Which collation to use so that `ş` and `s` are tre

2020-05-09 19:30发布

问题:

The issue is that ş and s are interpreted by MySQL as identical values.

I'm new to MySQL, so I have no idea which collations would view them as unique.

The collations that I've tried using which don't work are:

  1. utf8_general_ci
  2. utf8_unicode_520_ci
  3. utf8mb4_unicode_ci
  4. utf8mb4_unicode_520_ci

Does anybody know which collation to use?

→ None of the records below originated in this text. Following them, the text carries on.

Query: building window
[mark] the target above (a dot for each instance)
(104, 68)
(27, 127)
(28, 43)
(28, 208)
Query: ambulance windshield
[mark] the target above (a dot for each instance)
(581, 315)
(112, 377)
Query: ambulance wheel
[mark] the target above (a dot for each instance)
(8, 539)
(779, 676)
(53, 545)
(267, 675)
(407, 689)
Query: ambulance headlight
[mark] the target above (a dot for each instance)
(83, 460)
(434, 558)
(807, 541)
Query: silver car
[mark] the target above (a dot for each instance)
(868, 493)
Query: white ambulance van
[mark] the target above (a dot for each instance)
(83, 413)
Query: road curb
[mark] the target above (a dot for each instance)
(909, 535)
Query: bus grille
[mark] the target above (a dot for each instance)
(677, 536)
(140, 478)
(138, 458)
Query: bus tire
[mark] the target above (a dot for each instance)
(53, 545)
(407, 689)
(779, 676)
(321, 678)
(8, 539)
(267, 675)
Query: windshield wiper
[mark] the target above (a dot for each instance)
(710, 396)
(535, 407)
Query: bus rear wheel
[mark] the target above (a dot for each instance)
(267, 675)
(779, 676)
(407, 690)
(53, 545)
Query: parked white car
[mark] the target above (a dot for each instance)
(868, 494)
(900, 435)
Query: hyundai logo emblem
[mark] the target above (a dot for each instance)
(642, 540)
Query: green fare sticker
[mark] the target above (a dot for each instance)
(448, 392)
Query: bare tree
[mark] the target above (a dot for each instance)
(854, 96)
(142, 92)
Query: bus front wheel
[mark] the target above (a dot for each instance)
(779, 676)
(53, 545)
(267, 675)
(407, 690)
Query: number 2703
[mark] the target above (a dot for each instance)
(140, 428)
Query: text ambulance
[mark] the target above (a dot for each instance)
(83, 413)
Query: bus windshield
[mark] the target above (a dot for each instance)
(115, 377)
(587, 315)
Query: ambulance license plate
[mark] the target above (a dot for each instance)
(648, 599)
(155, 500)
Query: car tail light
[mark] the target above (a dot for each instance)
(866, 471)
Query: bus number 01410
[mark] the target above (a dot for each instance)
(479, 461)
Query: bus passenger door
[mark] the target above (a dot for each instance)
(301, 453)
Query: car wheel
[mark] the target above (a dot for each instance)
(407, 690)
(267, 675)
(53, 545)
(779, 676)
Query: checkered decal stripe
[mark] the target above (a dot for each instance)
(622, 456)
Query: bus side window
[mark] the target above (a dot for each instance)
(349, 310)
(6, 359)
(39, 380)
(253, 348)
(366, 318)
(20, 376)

P.S. I also really need the collation to interpret emojis and other non-Latin characters, and, to my knowledge of MySQL and collations, the only collation able to do this is unicode?

回答1:

utf8_turkish_ci and utf8_romanian_ci -- as shown in http://mysql.rjweb.org/utf8_collations.html

(Plus, of course, utf8_bin.)

For your added question: You are looking for a "character set" (not a "collation") that can represent Emoji and other non-Latin characters -- UTF-8 is the one to use. In MySQL, it is utf8mb4. The "collations" that are associated with that are named utf8mb4_.... Collations control ordering and equality, as indicated in the first part of your question about s and ş.

MySQL's CHARACTER SET utf8 is a subset of utf8mb4. Either can handle all the "letters" in the world. But only utf8mb4 can handle Emoji and some Chinese characters.